这里涉及几关键对象:股票,关注股票的人(张三、李四)
//股票
public interface Gupiao {
int getSum();
int add(int add);
void addPeople(PeopleGupiao peopleGupiao);
}
public class AbcGupiao implements Gupiao {
List<PeopleGupiao> list = new ArrayList<>();
int currentPrice = 24;
@Override
public int getSum() {
return currentPrice;
}
@Override
public int add(int add) {
this.currentPrice+=add;
for(PeopleGupiao p : list){
p.myPrice(this);
}
return add;
}
@Override
public void addPeople(PeopleGupiao peopleGupiao) {
list.add(peopleGupiao);
}
}
//people
public interface PeopleGupiao {
void myPrice(Gupiao gupiao);
}
public class Zhangsan implements PeopleGupiao {
private boolean isHave = true;
private int expect = 30;
private int price = 24;
@Override
public void myPrice(Gupiao gupiao) {
if(isHave){
this.price = gupiao.getSum();
if(this.price < expect){
isHave = true;
} else {
isHave = false;
}
}
System.out.println("zhansan price :"+price);
}
}
public class Lisi implements PeopleGupiao {
private boolean isHave = true;
private int expect = 40;
private int price = 24;
@Override
public void myPrice(Gupiao gupiao) {
if(isHave){
this.price = gupiao.getSum();
if(this.price < expect){
isHave = true;
} else {
isHave = false;
}
}
System.out.println("lisi price :"+price);
}
}
这里就是一个典型的观察者模式的实现,Gupiao类即为主题对象-subject,People即为观察者对像--observer,而Gupiao的add方法为状态变化时的notify方法,将该主题传递给每一个观察者对象,而观察者在继续做相应处理,此处处理方法为People的myPrice方法。
追本溯源-RxJava起源
RxJava时ReactiveX的java实现,支持事件相应式编程。毫无疑问,事件响应式编程都是基于观察者模式,RxJava也一样,顶层设计思想就是一个庞大的观察者模式(发布/订阅模式)。
进一步讨论
工厂方法:创建Observable
在RxJava中,Observable持有一个主题对象,OnSubscrible
public static <T> Observable<T> create(OnSubscribe<T> f) {
return new Observable<T>(RxJavaHooks.onCreate(f));
}
protected Observable(OnSubscribe<T> f) {
this.onSubscribe = f;
}
即主题对象为ObSubscribe,产生主题或者主题状态发生变化会通知所以有的观察者,所以主题的通知方法会以观察者(订阅者)为参数。

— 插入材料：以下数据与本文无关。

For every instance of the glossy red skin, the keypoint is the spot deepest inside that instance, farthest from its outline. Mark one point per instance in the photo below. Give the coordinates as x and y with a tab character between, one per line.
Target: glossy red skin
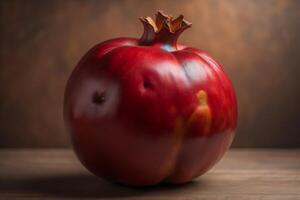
142	133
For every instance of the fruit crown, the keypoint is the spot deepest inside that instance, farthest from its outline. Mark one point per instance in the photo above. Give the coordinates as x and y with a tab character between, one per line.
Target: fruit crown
165	29
164	21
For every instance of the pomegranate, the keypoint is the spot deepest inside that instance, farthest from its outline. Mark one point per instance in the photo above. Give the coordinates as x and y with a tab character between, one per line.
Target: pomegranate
150	110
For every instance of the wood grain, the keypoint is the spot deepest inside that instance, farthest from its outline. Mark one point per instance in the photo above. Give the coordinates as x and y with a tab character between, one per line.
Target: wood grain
242	175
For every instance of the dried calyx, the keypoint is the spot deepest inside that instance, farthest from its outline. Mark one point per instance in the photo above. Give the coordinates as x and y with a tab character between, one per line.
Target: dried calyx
165	29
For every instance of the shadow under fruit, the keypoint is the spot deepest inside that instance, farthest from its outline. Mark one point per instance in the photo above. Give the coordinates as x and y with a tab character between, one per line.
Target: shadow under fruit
149	110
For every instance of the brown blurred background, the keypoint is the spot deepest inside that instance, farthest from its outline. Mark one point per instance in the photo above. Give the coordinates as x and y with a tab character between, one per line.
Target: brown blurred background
258	42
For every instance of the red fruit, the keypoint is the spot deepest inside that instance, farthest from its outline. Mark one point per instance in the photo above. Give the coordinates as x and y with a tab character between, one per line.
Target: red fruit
145	111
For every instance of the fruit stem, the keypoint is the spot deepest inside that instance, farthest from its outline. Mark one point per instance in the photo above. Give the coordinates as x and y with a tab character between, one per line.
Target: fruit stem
164	31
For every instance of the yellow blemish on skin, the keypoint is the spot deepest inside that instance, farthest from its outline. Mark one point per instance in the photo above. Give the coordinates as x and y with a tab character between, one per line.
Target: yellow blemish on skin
202	98
202	113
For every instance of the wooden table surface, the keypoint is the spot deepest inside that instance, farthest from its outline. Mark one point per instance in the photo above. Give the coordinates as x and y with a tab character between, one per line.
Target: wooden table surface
242	174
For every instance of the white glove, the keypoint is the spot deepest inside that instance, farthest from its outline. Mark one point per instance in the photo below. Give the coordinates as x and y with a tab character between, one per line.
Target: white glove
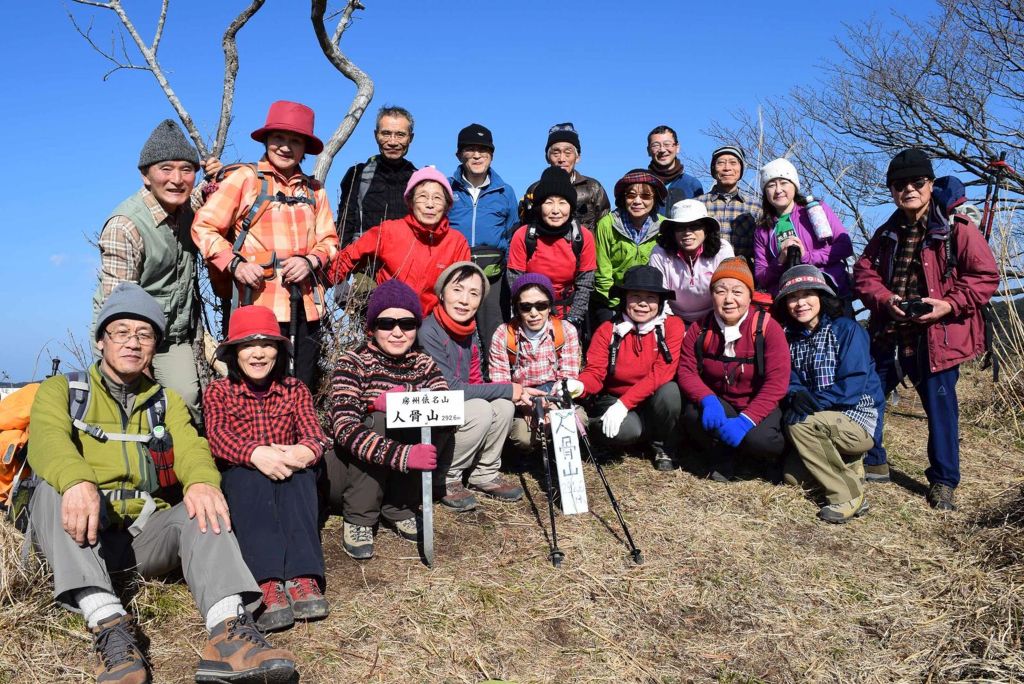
573	386
612	419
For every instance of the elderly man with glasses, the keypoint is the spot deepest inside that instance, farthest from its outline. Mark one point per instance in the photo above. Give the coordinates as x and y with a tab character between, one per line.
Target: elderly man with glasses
925	275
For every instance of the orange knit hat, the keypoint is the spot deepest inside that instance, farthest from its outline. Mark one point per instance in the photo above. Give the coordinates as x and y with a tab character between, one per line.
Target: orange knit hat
734	267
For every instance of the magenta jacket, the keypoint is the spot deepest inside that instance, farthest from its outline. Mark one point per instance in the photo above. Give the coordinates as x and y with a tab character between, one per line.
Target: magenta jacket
961	335
828	255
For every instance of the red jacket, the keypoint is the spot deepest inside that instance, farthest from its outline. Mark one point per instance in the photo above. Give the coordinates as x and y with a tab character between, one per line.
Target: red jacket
754	396
404	249
960	336
640	368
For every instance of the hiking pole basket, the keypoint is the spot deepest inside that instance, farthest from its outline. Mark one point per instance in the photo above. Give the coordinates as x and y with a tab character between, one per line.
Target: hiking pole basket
635	553
556	554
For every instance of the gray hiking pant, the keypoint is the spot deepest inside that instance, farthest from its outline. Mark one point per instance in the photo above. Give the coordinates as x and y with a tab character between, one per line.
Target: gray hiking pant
174	368
211	563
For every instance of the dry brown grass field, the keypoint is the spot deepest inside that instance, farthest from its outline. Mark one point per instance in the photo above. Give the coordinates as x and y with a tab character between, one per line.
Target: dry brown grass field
740	584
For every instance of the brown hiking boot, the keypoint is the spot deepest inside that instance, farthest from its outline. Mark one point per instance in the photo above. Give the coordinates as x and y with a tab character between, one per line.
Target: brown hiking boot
120	659
237	651
500	488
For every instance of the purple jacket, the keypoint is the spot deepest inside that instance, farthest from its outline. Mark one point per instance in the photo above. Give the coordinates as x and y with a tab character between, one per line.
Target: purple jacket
828	255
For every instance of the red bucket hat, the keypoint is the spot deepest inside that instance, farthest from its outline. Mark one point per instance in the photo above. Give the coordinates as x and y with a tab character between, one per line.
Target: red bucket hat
252	323
292	117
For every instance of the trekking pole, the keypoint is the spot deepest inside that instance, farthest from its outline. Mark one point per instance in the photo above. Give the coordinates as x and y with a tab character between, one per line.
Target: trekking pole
295	299
585	439
428	506
556	553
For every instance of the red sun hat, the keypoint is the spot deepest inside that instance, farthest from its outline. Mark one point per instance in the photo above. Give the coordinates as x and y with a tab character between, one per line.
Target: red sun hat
292	117
252	323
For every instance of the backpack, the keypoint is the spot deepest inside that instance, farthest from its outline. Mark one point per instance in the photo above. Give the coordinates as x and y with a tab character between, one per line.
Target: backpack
616	341
758	359
512	340
222	282
23	482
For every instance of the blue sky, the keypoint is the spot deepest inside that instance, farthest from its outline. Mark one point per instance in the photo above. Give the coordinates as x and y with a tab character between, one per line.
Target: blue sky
613	69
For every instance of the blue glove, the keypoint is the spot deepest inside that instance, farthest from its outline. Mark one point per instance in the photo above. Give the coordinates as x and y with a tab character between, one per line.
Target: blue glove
735	429
712	414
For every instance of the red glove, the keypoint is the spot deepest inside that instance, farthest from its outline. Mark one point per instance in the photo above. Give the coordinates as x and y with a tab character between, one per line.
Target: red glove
380	403
422	457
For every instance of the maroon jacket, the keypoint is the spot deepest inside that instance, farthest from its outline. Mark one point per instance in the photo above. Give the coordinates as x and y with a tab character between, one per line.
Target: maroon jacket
960	336
754	396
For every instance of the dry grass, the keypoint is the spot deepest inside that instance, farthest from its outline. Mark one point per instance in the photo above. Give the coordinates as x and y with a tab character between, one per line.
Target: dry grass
740	585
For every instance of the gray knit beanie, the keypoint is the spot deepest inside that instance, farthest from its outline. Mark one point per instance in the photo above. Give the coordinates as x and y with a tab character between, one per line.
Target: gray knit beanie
128	300
167	142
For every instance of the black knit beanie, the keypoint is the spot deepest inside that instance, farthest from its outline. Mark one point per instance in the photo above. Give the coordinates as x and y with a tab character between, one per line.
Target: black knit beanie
554	182
911	163
167	142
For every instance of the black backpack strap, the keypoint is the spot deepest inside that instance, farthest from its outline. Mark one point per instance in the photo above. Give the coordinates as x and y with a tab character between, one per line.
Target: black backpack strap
530	241
663	346
759	344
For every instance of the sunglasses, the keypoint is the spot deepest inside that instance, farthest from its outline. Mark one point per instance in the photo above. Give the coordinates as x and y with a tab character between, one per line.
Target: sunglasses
407	325
526	307
901	185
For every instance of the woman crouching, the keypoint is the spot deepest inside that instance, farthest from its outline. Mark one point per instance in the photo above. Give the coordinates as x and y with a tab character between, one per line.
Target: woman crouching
449	335
264	431
631	368
734	370
835	394
373	474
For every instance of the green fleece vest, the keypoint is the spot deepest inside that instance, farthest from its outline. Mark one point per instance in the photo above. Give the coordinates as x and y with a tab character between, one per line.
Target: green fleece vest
168	271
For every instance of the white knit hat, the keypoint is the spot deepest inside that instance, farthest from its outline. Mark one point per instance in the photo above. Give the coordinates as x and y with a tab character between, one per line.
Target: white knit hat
779	168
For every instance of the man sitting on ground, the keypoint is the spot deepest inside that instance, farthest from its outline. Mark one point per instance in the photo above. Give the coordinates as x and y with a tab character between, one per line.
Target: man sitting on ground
100	506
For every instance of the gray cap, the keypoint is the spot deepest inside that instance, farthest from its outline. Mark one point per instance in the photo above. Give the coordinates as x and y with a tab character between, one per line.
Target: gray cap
128	300
167	142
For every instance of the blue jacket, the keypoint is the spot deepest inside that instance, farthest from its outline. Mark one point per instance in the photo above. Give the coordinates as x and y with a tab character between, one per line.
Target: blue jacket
683	187
834	364
493	219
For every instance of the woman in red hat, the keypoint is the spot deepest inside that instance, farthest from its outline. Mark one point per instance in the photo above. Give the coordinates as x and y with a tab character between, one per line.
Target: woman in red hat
262	427
291	237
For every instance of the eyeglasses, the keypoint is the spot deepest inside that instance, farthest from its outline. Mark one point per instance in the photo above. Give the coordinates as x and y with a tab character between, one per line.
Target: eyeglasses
646	197
408	324
526	307
144	337
424	199
902	185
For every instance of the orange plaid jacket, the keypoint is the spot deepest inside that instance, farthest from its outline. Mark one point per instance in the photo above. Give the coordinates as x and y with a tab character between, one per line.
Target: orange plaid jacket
286	229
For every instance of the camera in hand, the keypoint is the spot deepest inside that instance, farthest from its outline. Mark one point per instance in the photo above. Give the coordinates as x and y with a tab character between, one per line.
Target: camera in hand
913	308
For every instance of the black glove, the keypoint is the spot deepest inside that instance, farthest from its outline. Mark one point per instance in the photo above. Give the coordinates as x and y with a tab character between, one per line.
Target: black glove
803	402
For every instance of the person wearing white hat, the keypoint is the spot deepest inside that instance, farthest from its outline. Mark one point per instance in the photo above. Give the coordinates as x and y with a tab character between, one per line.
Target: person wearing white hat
793	219
689	249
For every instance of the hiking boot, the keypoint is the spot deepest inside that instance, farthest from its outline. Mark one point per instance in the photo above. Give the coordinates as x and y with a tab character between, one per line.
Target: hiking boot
120	660
842	513
663	462
357	541
276	613
306	599
500	488
237	651
407	528
458	498
940	497
878	474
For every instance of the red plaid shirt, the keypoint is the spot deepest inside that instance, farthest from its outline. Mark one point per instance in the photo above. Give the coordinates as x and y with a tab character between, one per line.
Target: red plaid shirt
535	368
238	421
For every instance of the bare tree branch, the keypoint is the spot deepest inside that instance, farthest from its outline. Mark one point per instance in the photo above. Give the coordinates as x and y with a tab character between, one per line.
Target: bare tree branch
364	84
230	73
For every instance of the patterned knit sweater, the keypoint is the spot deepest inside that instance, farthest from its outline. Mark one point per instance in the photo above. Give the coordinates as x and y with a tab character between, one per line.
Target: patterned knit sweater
359	378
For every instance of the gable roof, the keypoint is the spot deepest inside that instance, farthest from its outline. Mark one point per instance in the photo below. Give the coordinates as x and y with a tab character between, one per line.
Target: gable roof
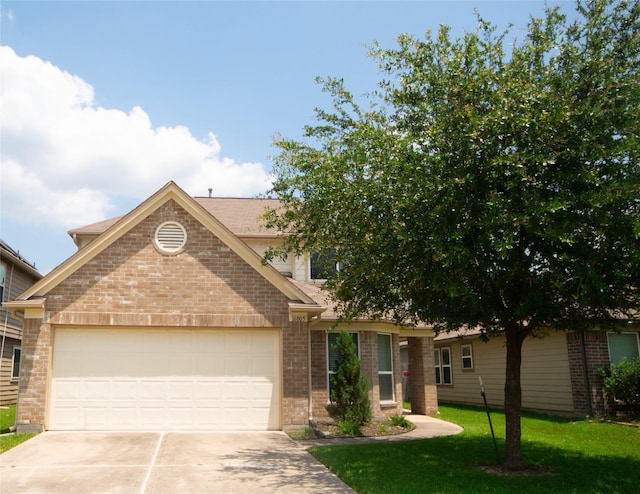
117	227
242	216
10	254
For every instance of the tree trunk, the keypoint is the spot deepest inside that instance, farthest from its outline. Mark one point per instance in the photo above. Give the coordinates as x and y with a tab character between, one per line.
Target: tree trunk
513	397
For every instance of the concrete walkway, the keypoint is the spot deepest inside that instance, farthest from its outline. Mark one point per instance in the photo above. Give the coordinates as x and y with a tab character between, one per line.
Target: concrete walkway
172	462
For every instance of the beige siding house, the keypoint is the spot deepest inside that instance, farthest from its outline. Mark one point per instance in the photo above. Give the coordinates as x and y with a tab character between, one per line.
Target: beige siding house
167	318
559	372
16	275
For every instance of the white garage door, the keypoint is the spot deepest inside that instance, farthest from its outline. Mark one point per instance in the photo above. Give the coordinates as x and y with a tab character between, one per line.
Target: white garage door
132	379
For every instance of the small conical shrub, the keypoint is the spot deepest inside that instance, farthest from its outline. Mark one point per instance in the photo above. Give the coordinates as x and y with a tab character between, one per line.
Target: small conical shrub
349	387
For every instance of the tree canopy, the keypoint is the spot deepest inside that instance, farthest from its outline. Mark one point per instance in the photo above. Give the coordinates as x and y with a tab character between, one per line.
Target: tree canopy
490	182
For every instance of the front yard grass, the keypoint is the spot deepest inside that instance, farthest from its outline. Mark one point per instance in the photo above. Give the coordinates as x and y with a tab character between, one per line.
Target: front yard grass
585	457
9	440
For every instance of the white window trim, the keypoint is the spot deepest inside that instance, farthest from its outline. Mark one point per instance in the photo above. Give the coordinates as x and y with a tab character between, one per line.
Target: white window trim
389	372
441	366
13	363
164	248
468	357
338	265
329	371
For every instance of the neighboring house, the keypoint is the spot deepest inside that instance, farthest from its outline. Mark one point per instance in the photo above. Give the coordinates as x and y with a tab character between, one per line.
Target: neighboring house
16	275
560	372
167	318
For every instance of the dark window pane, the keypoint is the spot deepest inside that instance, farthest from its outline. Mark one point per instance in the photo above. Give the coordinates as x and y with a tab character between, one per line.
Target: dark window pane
386	387
384	352
447	375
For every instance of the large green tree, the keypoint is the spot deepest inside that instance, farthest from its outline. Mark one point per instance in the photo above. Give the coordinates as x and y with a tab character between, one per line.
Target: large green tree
490	182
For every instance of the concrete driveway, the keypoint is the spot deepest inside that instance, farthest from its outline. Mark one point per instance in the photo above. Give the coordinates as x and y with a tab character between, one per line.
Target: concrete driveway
164	462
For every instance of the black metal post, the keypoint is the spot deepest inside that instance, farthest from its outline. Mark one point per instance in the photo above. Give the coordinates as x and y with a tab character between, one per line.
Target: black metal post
486	407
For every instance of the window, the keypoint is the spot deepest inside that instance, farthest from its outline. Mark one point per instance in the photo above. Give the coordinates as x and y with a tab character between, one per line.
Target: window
324	265
623	345
443	365
15	368
385	367
332	356
467	356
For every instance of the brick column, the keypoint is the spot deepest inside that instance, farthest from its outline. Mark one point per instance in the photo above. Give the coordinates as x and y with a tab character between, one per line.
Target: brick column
424	398
589	348
34	375
295	381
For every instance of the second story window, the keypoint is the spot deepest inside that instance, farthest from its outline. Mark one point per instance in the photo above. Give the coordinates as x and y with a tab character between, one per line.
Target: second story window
324	265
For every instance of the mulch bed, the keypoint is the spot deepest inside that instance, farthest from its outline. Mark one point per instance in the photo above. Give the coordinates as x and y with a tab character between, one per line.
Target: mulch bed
373	429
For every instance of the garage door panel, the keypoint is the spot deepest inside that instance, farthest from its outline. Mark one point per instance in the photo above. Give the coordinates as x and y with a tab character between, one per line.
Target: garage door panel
165	380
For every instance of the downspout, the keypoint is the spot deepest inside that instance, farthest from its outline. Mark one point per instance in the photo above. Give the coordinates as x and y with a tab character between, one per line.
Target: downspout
585	370
6	315
309	373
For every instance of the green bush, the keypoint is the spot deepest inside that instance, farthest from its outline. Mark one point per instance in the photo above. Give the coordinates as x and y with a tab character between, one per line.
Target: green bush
622	381
400	421
349	428
349	387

public interface OnSubscribe<T> extends Action1<Subscriber<? super T>> {
// cover for generics insanity
}
在通知方法调用时,会依次调用所有的观察者Observer的回调方法。
public interface Observer<T> {
/**
* Notifies the Observer that the {@link Observable} has finished sending push-based notifications.
* <p>
* The {@link Observable} will not call this method if it calls {@link #onError}.
*/
void onCompleted();
/**
* Notifies the Observer that the {@link Observable} has experienced an error condition.
* <p>
* If the {@link Observable} calls this method, it will not thereafter call {@link #onNext} or
* {@link #onCompleted}.
*
* @param e
* the exception encountered by the Observable
*/
void onError(Throwable e);
/**
* Provides the Observer with a new item to observe.
* <p>
* The {@link Observable} may call this method 0 or more times.
* <p>
* The {@code Observable} will not call this method again after it calls either {@link #onCompleted} or
* {@link #onError}.
*
* @param t
* the item emitted by the Observable
*/
void onNext(T t);
}
所以观察者接口,主题接口就是ReactiveX的核心接口。
主题接口--OnSubscribe
1. 空实现,通知方法直接调用,订阅者接口的onCompleted方法。
@Override
public void call(Subscriber<? super Object> child) {
child.onCompleted();
}
1. OnSubscribeThrow,通知方法直接调用,订阅者接口的onError方法。
@Override
public void call(Subscriber<? super T> observer) {
observer.onError(exception);
}
2. JustOnSubscribe,只生产一次主题,from和just方法主传入一个值的默认实现。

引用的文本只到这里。